All experiments were performed in triplicate and the results are expressed as the mean ± SD. One-way analysis of variance (ANOVA) and Tukey’s HSD Post Hoc test were performed to search for significant differences between regions. Afterward, the Welch test was applied as a robust test of equality of means. A Pearson’s correlation analysis was explored to establish possible correlation links between venom chemical composition and its biological activities, and to assess whether the regional factor produces any affects. Statistical analyses were conducted using computer-based statistical software (IBM, SPSS v. 20.0); a p-value ≤ of 0.05 was considered as statistically significant. A principal component analysis (PCA) was applied for the NIR spectra of bee venom. Four replicated spectra, for each sample, were collected and the analysis was performed in the entire region between 9000 and 3600 cm⁻¹. The first derivative of Savitzky–Golay was applied as a pre-process [35]. All spectral data analyses were performed using the Unscrambler^® X version: 10.5.46461.632 (CAMO Software AS, Oslo, Norway).

4. Conclusions

This work presented, for the first time, the characterization of Apis mellifera intermissa venom collected in different regions (northeast, center, and southern) of Morocco. Within the most abundant HBV compounds, melittin, PLA2, and apamin, only the enzyme PLA2 was observed at significant differences between regions. This pattern is clearly supported by the data provided by NIR spectroscopy. Particularly relevant is the higher content of melittin in Apis mellifera intermissa venom compared to other subspecies, indicative that the honey bee species is more significant for HBV peptide/enzyme composition than the geographical location. The heavy metals and micronutrients or trace elements were found in all samples, but remained in the range recommended by the guideline references for pharmaceutical raw materials. Nevertheless, the results made evident that special care should be taken when defining the HBV collection site.

All HBV samples displayed cytotoxic and anti-inflammatory activity. Still, samples from the northeastern region, with the highest concentration mean values in apamin and PLA2, manifested significant activities on MCF-7, MM127, and RAW264.7. The findings are consistent, to a large extent, with the known anti-inflammatory activity essential for apamin and partially for melittin, in addition to synergistic and complementary cytotoxic properties for melittin and PLA2. The high melittin content in all regions is also a good indicator of the potential of Apis mellifera intermissa venom as a natural antibacterial and antifungal source.

Many predictive in vitro toxicology assays, including cardiotoxicity, central nervous system toxicity, genetic toxicity, and nephrotoxicity, must be established and based on a tiered approach for data collection and interpretation.
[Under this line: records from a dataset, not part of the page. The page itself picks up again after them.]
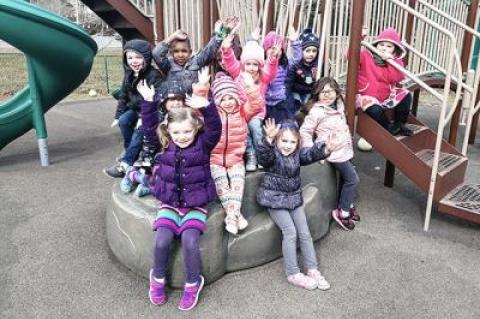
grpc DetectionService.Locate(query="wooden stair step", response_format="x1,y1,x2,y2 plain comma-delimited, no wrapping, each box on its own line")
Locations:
438,184,480,224
395,123,428,141
415,149,467,175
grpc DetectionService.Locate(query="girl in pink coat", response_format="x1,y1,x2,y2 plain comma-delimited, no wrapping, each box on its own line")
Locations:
356,28,412,136
300,77,360,230
193,72,264,235
221,30,281,172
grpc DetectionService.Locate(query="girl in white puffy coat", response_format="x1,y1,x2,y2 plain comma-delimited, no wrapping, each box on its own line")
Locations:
300,77,360,230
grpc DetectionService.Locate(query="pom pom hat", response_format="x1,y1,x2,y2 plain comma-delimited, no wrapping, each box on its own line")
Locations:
212,72,244,106
372,28,407,58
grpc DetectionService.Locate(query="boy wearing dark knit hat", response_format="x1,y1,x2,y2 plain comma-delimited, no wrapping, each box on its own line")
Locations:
285,28,320,123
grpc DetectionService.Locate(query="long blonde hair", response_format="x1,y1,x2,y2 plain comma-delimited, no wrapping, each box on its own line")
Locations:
157,107,203,153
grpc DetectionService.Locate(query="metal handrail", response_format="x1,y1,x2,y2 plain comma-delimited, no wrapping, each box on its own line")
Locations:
392,0,455,231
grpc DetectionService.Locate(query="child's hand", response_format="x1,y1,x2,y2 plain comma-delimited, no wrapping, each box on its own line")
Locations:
250,27,261,41
240,72,255,88
198,66,210,84
325,131,342,153
287,25,298,42
137,80,155,102
269,39,282,58
222,33,234,49
263,118,280,143
185,95,209,109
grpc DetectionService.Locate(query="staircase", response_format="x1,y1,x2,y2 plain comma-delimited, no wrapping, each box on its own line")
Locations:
82,0,155,43
357,112,480,224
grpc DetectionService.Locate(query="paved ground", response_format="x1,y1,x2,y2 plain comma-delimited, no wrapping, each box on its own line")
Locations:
0,101,480,318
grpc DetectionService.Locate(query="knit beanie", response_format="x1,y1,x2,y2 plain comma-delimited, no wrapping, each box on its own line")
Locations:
298,28,320,50
263,31,287,52
240,41,265,67
160,81,185,104
372,28,407,58
211,72,245,105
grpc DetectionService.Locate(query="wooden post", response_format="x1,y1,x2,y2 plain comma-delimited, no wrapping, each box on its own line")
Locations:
345,0,365,133
155,0,165,42
448,0,479,145
202,0,212,47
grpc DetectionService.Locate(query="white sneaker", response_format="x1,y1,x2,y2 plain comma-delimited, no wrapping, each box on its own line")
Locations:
237,214,248,230
287,272,317,290
307,269,330,290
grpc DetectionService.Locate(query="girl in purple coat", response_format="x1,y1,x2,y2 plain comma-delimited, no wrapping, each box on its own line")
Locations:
138,76,222,310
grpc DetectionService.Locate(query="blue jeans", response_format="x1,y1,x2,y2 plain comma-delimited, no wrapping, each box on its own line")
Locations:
118,110,138,149
245,117,263,155
268,206,317,276
331,161,359,212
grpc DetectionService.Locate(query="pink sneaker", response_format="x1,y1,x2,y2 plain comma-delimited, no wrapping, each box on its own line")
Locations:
178,275,205,311
287,272,317,290
148,269,167,306
307,269,330,290
332,208,355,230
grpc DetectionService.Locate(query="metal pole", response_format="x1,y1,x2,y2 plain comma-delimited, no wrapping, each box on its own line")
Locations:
345,0,365,133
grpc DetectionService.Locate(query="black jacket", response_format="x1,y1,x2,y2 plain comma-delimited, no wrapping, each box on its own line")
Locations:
257,138,327,210
115,39,163,119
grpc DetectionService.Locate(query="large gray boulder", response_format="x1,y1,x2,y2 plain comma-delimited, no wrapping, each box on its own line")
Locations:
106,163,337,287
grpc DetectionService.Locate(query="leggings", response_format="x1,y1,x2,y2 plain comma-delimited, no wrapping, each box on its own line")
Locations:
153,227,202,283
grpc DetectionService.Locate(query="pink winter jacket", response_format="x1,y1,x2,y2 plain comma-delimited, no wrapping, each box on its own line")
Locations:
221,47,278,119
300,100,353,163
192,83,265,168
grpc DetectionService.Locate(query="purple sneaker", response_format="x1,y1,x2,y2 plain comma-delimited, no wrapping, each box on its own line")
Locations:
148,269,167,306
178,275,205,311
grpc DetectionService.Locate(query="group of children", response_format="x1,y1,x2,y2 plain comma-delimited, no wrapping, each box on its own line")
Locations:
106,17,411,310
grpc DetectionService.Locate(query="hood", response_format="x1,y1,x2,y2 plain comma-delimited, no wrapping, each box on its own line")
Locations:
122,39,152,74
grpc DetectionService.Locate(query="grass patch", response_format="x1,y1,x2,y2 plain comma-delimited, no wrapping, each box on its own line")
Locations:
0,50,123,102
Some ambient conditions can be pollutant sources, affecting the product quality, including mine closeness, pesticides use, or the conduction of collecting processes that do not respect the good apicultural practices of bee-venom collection. In this context, it was shown that the main components, melittin, PLA2, and apamin, can be used as key elements in the standardization and the authentication of this product. Besides, NIR and AAS can be highly recommended as two reliable techniques for limit tests and the authentication of HBV as a pharmaceutical raw material.